Warum Europa bei digitaler Souveränität ins Schwitzen kommt

Auf dem Podium des Digital Summit Nord-Westfalen diskutierten Vertreterinnen und Vertreter aus Wirtschaft, Wissenschaft und Politik am 23. September in der IHK in Münster über die digitale Souveränität Europas – moderiert von Christoph Salzig. Der Inhaber der Kommunikationsagentur Primus Inter Pares aus Münster führte durch das Streitgespräch mit klaren Fragen – etwa: „Ist digitale Souveränität Luxus oder die letzte Chance, nicht zur Kolonie zu verkommen?“

„Wir sind reine Anwender – mehr nicht“

Lutz Niemeyer vom Zentrum Digitale Souveränität aus Bochum brachte es auf den Punkt: „Wir geben Milliarden in den USA für Softwarelizenzen aus. Dafür bekommen wir ein Produkt – aber schaffen keinen eigenen Wert.“ Digitale Souveränität sei keine abstrakte Idee, sondern eine wirtschaftliche Notwendigkeit.

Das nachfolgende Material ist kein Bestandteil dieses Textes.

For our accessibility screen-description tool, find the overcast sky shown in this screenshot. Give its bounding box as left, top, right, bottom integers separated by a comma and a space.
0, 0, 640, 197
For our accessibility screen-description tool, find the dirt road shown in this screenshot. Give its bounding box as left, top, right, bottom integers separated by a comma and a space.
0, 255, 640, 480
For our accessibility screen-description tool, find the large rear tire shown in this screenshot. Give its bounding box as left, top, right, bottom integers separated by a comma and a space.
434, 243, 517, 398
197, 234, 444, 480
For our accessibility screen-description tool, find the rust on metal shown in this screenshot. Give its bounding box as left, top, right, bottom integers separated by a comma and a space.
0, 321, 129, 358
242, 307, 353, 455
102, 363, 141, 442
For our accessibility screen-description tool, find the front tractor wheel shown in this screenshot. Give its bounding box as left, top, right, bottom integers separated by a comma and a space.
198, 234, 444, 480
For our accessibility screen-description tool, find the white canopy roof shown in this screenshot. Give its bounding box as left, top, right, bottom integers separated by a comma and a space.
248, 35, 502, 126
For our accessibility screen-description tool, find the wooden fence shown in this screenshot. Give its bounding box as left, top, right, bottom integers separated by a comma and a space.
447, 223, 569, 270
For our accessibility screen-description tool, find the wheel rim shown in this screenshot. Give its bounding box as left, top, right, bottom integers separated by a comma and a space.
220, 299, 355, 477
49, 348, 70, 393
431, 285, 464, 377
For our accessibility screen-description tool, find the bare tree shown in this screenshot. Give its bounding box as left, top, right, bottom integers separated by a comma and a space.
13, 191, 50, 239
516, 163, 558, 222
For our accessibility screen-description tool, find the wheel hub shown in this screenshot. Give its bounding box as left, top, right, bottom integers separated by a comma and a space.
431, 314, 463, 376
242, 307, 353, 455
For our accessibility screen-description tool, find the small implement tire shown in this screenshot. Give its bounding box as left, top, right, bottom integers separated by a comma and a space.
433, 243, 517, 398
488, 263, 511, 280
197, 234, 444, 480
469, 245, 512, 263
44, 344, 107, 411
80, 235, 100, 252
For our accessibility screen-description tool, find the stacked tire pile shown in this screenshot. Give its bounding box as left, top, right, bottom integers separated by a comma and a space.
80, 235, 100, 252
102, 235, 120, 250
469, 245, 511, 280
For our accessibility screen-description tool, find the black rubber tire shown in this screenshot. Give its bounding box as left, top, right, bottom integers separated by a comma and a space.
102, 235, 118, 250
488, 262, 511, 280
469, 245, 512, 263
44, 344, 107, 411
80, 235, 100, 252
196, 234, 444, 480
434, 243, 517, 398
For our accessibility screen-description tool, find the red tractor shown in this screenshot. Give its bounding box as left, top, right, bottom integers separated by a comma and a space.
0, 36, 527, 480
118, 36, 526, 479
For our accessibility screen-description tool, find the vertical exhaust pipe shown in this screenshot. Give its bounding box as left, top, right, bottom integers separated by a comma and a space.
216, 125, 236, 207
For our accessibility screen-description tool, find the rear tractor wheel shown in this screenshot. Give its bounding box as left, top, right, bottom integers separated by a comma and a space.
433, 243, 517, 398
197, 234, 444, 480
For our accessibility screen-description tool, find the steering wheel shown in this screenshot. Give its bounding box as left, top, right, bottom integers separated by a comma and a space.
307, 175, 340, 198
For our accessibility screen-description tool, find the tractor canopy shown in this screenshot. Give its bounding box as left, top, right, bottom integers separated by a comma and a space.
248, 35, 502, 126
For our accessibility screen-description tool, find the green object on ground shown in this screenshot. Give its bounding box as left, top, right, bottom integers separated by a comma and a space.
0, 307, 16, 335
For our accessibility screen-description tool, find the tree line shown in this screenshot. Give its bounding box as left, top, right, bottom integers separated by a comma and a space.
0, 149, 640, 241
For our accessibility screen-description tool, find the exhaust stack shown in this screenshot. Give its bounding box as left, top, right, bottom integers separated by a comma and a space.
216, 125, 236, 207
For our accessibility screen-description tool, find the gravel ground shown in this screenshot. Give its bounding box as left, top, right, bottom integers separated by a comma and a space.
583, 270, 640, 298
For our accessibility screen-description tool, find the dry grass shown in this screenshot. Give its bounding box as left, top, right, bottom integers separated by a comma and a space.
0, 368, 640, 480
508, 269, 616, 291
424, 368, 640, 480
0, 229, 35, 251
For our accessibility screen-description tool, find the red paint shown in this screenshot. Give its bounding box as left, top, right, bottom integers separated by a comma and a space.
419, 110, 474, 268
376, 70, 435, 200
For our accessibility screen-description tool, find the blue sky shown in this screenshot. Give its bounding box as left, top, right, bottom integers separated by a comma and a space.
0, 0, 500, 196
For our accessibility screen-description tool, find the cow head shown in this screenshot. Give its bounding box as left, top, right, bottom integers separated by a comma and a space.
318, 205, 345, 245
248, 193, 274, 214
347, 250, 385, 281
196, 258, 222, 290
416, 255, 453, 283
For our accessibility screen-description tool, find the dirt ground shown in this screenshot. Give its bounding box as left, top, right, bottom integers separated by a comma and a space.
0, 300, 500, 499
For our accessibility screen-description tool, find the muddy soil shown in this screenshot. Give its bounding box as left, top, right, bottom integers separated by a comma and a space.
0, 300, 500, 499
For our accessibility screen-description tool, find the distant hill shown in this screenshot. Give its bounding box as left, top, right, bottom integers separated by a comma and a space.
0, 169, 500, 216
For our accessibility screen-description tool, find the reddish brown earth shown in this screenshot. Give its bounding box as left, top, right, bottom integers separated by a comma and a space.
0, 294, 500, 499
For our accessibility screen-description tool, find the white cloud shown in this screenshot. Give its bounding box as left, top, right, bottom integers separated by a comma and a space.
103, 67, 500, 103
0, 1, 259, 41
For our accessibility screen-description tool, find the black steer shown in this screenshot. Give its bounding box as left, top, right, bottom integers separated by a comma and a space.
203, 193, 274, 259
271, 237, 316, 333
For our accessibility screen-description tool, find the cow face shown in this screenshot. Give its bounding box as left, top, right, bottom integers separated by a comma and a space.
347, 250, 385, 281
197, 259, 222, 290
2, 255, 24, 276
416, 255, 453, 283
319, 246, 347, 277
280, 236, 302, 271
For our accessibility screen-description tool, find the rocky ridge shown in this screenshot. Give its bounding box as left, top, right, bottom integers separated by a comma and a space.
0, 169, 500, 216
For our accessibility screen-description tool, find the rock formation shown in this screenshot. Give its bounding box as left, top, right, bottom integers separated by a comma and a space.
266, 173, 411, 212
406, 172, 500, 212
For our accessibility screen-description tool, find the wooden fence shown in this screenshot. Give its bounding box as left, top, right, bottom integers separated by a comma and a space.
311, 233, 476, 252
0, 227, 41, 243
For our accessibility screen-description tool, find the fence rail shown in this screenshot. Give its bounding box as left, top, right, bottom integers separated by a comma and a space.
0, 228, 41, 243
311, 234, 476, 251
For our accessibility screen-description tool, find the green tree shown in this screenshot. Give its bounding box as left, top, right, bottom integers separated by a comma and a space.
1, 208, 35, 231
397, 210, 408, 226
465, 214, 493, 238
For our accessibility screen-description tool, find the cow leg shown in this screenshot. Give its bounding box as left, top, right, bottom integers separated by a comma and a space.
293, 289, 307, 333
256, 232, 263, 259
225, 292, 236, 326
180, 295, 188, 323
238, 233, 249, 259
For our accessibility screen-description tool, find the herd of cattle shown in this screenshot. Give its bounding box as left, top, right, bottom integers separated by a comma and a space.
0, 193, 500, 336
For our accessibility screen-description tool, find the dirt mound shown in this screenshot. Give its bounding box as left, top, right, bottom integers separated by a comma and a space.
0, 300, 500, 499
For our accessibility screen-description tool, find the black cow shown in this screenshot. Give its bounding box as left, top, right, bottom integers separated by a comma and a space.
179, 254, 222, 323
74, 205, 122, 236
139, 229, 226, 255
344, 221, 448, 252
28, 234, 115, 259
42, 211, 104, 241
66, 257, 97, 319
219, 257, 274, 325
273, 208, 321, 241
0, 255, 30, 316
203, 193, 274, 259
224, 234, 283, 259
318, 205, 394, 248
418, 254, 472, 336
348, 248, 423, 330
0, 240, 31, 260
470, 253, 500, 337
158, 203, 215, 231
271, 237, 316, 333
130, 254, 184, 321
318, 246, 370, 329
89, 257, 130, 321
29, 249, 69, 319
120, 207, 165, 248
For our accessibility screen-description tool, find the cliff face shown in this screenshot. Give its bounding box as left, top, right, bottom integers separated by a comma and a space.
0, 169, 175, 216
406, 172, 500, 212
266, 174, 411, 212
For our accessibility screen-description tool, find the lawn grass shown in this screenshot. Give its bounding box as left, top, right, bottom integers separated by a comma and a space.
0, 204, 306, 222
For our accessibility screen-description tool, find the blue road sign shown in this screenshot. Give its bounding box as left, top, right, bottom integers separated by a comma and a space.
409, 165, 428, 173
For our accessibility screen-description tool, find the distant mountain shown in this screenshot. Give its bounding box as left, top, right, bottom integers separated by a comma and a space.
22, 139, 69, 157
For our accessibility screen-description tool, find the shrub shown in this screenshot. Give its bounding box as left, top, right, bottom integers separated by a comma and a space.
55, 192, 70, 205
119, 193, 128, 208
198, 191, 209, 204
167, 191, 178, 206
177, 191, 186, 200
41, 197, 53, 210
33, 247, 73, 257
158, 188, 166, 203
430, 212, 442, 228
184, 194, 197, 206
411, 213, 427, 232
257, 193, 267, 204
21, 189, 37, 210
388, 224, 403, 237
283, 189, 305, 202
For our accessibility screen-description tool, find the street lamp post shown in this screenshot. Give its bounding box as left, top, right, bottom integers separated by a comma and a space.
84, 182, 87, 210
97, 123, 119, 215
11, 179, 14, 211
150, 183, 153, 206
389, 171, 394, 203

Es gebe längst leistungsfähige, souveräne Software-Alternativen, die zunehmend Anwendung fänden. Zudem wachse in Deutschland und Europa eine starke Open-Source-Community, „die gemeinsam daran arbeitet, sich aus der bestehenden Abhängigkeit zu lösen“, so Niemeyer.
„Digitale Autonomie ist unternehmerisches Handeln – keine politische Theorie“, ergänzte Andrea Wörrlein vom Open-Souce-Softwareunternehmen VNC Virtual Network Consult AG aus der Schweiz. Gerade im Mittelstand müsse sich der Wille zur Eigenständigkeit in konkreten Entscheidungen zeigen.

Der Staat? Kein Innovator.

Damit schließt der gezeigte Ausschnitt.